Home Schooling Doubles in N.D. Since Deregulation
The number of North Dakota children being taught at home apparently has doubled in the seven months since the legislature loosened the state's home-schooling laws, advocates of such instruction said last week.
The new law--which was fought in the legislature by state teachers' and administrators' organizations--allows parents with college degrees to teach their children without supervision by a certified teacher, provided they follow the state-mandated curriculum.
Parents with high-school diplomas can either teach their children under the supervision of a certified teacher or pass the state teachers' examination.
All home-schooled children must take annual standardized achievement tests.
The growth of home schooling in the state--and the continuing "rough spots" in implementation of the new standards--illustrate on a small scale the impact of a national trend toward relaxation of state requirements on parents who elect not to send their children to public or recognized private schools.
Since 1982, 30 states have changed laws or regulations in order to ease contraints on home schoolers, according to the Home School Legal Defense Association.
Passage of the North Dakota law left only two states that require all teachers in home schools to be certified, according to J. Michael Smith, vice president of the home-school legal group, which is based in Paeonian Springs, Va.
One of the states is Iowa, where legislators tried unsuccessfully last spring to reach a compromise in a long-running dispute over the issue. A moratorium on prosecutions of 8parents under compulsory-attendance laws expired in July.
But top Iowa officials have urged restraint in enforcement of attendance laws, pending another legislative effort next year. The state board of education in September approved a compromise proposal allowing use of noncertified teachers provided students were tested annually.
In the other state, Michigan, the issue is being fought out in the courts. A state appeals court in August upheld a law requiring use of a certified teacher for children taught at home. Parents who sought to overturn the requirement on religious-liberty grounds have appealed to the state supreme court.
In Ohio, meanwhile, a regulation went into effect in August that establishes statewide standards under which students can be excused from compulsory school attendance. If parents follow simple state guidelines, said Mr. Smith, the district superintendent must permit students to be taught at home.

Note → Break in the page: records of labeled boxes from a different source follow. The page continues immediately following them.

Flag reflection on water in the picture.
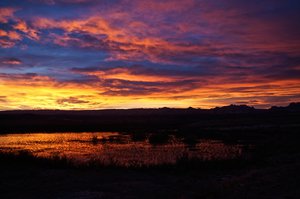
[0,132,242,166]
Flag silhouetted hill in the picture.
[270,102,300,112]
[0,103,300,133]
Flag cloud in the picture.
[57,97,89,104]
[0,7,17,23]
[0,57,22,66]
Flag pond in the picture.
[0,132,243,166]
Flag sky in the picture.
[0,0,300,110]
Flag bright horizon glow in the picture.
[0,0,300,110]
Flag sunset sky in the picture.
[0,0,300,110]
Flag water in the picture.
[0,132,243,166]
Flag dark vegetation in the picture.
[0,103,300,199]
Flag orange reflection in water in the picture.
[0,132,242,166]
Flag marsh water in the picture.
[0,132,243,166]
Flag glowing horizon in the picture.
[0,0,300,110]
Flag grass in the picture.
[0,150,262,171]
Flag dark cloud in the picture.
[56,97,89,104]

Supervision, Testing Issues
Both critics and proponents of home schooling agree that North Dakota's new law needs some fineel10ltuning. "There have been some rough spots, but we anticipated that," said the Rev. Clinton Birst, president of the North Dakota Home School Association.
Mr. Birst estimated that roughly 200 children in the state are now being taught at home.
One area of dispute is the part of the law that requires noncertified parents to be supervised by a certified teacher for one hour per week. The state education department interprets the law to require "supervision of the child environment one hour per week per child," said Peter Gefroh, director of secondary education for the department.
But that interpretation "is very disruptive to the home-schooling environment," Mr. Birst argued. If concurrent monitoring is not permitted, he noted, a family teaching three children at home would have to have 12 hours of supervision a month.
The education department also has yet to work out the "quality assurance" section of the law, which mandates annual testing of home-schooled children.
State officials are developing regulations spelling out minimum levels of academic progress as measured by the tests, and what to do for students who do not meet the standards.
Mr. Birst argued that such regulations should take into consideration the individual circumstances of each student and family. "What does one do if a child had previously been in a public school and not done well there either?" he asked.
The North Dakota Council of Administrators and the North Dakota Education Association are withholding judgment on the new law.
Both organizations had vigorously opposed relaxing requirements for home-based instruction. "Students should have a qualified certified teacher, whether the instruction is taking place at home, at a public school, or a private school," said Walt Hatlestad, president of the teachers' group.
The union plans to conduct a survey this winter of local school officials to see how the law is operating.
Regardless of the results of that survey and an upcoming evaluation by the education department, the home-schooling issue is not going to go away. The law is scheduled to expire in June 1993, giving educators' groups and home-school advocates another chance at changing, expanding, or killing it.